Washington State University (WSU) and the U.S. Department of Energy’s Pacific Northwest National Laboratory (PNNL) have appointed James Boncella as the new director of the WSU-PNNL Nuclear Science and Technology Institute.

“We’re thrilled to welcome Dr. Boncella to WSU and PNNL,” said Malin Young, PNNL’s deputy laboratory director for science and technology. “We’re fortunate to have someone with his experience in scientific research and strategic nuclear research programs in this leadership role.”

The WSU-PNNL Nuclear Science and Technology Institute is a joint research collaboration that seeks to understand and control how materials evolve in radiation environments, prevent the use of illicit nuclear materials, resolve issues in nuclear waste management, and advance next-generation nuclear energy.

I am excited to join the WSU-PNNL Nuclear Science and Technology Institute. This is an enormous opportunity to work with scientists from both the national laboratory and the University to make an impact on national security and other areas of nuclear science,” Boncella said.

As director, Boncella will create the research strategy and develop new research programs for the WSU-PNNL Nuclear Science and Technology Institute.  The Institute will tackle challenges around nuclear science, including national and international security, education and training in STEM, and support of the WSU Nuclear Science Center and its 1 MW TRIGA research reactor. The Institute also will provide workforce development for WSU graduate students studying nuclear science and PNNL scientists.

“I will focus on cultivating funding opportunities for our researchers and developing new programs. This will require me to understand the current challenges and areas of research needed by the U.S. Department of Energy, Department of Defense and other federal agencies, so that I can develop research programs at the Institute that will address issues of national and international importance,” Boncella said.

In addition to leading the institute, Boncella holds an appointment as a professor of chemistry at WSU and a joint appointment at PNNL. The University and PNNL have a long history of collaborating on individual research projects.   The two institutions also provide opportunities for WSU graduate students to conduct their dissertation research at PNNL, and allow for faculty to hold joint appointments, which enables them to lead and conduct research in Pullman and the Tri-Cities.
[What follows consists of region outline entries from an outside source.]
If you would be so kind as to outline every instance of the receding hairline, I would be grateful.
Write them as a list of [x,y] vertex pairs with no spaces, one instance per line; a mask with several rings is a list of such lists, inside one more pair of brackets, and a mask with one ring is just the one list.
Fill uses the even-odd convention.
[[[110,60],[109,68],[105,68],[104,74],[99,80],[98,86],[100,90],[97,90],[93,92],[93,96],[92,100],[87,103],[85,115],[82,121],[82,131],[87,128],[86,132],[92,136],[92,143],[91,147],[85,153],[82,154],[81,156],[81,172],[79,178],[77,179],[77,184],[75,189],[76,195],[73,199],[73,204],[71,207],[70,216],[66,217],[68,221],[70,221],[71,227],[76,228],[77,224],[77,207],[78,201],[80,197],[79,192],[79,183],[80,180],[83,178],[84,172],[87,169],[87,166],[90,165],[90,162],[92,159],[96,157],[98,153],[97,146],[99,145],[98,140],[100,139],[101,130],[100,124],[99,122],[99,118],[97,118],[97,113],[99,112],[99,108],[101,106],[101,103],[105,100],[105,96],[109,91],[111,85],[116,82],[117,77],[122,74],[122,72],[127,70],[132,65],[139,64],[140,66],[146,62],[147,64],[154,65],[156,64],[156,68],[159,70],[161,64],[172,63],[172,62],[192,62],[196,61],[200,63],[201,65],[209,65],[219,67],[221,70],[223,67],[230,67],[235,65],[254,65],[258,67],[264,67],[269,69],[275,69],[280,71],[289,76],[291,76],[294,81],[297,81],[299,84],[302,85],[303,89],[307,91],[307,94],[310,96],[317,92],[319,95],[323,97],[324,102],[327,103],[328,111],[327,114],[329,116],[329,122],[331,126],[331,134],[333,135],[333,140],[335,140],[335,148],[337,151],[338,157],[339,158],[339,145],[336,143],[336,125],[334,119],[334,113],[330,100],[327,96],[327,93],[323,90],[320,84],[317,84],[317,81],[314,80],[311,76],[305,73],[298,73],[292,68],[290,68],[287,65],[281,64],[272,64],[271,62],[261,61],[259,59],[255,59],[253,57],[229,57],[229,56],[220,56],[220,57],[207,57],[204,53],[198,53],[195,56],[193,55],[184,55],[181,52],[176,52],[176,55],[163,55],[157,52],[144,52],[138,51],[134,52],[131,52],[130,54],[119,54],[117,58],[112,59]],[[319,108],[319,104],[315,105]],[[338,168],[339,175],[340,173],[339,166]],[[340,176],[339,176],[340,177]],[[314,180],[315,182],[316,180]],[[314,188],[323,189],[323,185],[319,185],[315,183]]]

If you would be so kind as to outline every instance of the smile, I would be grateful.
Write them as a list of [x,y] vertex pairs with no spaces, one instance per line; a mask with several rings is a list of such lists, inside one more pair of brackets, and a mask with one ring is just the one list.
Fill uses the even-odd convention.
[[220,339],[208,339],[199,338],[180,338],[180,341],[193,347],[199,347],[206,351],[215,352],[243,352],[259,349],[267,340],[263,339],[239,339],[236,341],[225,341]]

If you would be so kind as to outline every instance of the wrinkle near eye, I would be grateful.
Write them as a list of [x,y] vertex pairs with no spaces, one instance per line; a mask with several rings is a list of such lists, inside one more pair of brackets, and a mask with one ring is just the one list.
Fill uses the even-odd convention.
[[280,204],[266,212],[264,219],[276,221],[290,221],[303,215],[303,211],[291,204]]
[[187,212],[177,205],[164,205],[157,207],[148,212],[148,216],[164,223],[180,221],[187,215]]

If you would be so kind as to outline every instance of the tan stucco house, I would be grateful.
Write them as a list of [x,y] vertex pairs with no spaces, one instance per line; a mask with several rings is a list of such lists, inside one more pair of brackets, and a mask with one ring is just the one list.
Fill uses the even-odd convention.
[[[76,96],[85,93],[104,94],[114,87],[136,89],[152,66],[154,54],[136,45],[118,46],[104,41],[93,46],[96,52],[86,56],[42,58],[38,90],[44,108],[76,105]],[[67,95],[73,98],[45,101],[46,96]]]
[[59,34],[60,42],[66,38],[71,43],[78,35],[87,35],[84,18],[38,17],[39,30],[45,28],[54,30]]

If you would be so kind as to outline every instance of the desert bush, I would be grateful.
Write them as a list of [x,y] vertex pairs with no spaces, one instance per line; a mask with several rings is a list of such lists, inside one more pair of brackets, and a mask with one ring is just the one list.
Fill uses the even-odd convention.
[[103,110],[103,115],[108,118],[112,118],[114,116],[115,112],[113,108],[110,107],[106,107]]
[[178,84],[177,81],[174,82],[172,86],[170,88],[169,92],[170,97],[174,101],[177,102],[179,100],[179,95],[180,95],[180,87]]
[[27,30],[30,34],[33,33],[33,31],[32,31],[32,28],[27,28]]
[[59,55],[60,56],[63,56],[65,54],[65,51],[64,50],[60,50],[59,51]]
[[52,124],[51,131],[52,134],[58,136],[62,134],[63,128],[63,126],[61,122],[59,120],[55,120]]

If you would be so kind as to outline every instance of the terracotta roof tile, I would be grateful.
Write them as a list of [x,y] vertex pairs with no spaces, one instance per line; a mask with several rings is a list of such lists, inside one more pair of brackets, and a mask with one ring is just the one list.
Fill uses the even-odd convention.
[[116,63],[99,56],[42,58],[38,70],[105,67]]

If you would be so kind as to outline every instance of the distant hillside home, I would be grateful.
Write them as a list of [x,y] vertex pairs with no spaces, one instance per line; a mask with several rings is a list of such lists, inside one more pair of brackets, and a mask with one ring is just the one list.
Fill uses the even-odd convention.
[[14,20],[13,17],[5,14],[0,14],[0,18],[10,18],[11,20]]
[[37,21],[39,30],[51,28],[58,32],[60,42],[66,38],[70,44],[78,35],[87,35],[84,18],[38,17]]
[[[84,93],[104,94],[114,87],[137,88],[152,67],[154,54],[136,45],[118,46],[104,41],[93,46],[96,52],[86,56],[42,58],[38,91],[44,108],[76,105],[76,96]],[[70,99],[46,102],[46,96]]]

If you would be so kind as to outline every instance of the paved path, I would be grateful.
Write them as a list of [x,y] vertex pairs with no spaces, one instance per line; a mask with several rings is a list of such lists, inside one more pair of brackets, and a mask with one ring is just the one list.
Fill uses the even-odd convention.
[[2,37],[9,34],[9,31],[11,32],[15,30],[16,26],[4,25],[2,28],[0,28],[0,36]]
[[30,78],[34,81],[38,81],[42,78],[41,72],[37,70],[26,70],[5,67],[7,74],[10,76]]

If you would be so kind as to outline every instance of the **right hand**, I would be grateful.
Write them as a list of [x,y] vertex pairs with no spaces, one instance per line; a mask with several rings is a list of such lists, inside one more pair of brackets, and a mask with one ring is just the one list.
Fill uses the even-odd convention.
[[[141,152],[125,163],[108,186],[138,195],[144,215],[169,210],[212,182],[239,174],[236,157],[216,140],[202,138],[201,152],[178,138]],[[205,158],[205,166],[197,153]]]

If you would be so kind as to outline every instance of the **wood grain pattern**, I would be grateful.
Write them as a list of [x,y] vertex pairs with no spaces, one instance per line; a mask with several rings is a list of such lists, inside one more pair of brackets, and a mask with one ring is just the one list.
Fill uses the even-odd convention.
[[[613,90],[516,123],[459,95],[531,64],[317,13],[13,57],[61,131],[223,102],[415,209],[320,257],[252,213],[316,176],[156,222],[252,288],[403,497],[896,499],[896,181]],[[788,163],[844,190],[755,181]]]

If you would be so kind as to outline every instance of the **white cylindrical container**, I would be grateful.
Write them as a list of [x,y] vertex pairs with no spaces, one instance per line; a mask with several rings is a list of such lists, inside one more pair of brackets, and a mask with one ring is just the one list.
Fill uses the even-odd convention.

“WSU and PNNL are both leaders in nuclear science and technology and its applications. Our continued collaboration through the Nuclear Science and Technology Institute enhances our collective capabilities and allows both institutions to better meet their missions. With the addition of James to the Institute, we will continue to grow this partnership and prepare the next generation of scientists to solve the challenges of today and tomorrow,” said Christopher Keane, vice president for research at WSU.

Boncella received his bachelor’s degree in chemistry from the College of Wooster and his doctoral degree in inorganic chemistry from the University of California, Berkeley. After a post-doctoral fellowship at Oxford University, he joined the chemistry faculty at the University of Florida where he developed research programs in organometallic chemistry and metal catalyzed polymerization reactions. He was promoted to full professor in 2000.

He moved to Los Alamos National Laboratory in 2003 where his research was focused on organo-actinide chemistry, fuel cell membranes and catalysis, chemical origins of life, and national security applications. He served as deputy group leader of the Inorganic, Isotope, and Actinide Chemistry group. Boncella was elected a Fellow of the American Chemical Society in 2017 and a LANL Fellow in 2018.

The WSU-PNNL Nuclear Science and Technology Institute was one of three joint institutes launched in April 2018 to advance science and technology in nuclear science and technology, advanced grid and bioproducts. The three institutes aim to find solutions to scientific challenges that neither partner can address alone or easily. Aurora Clark, professor of chemistry at WSU, previously served as the interim director for the WSU-PNNL Nuclear Science and Technology Institute. Neil Henson, scientist in the Disruptive Technology group at PNNL, serves as deputy director for the Institute.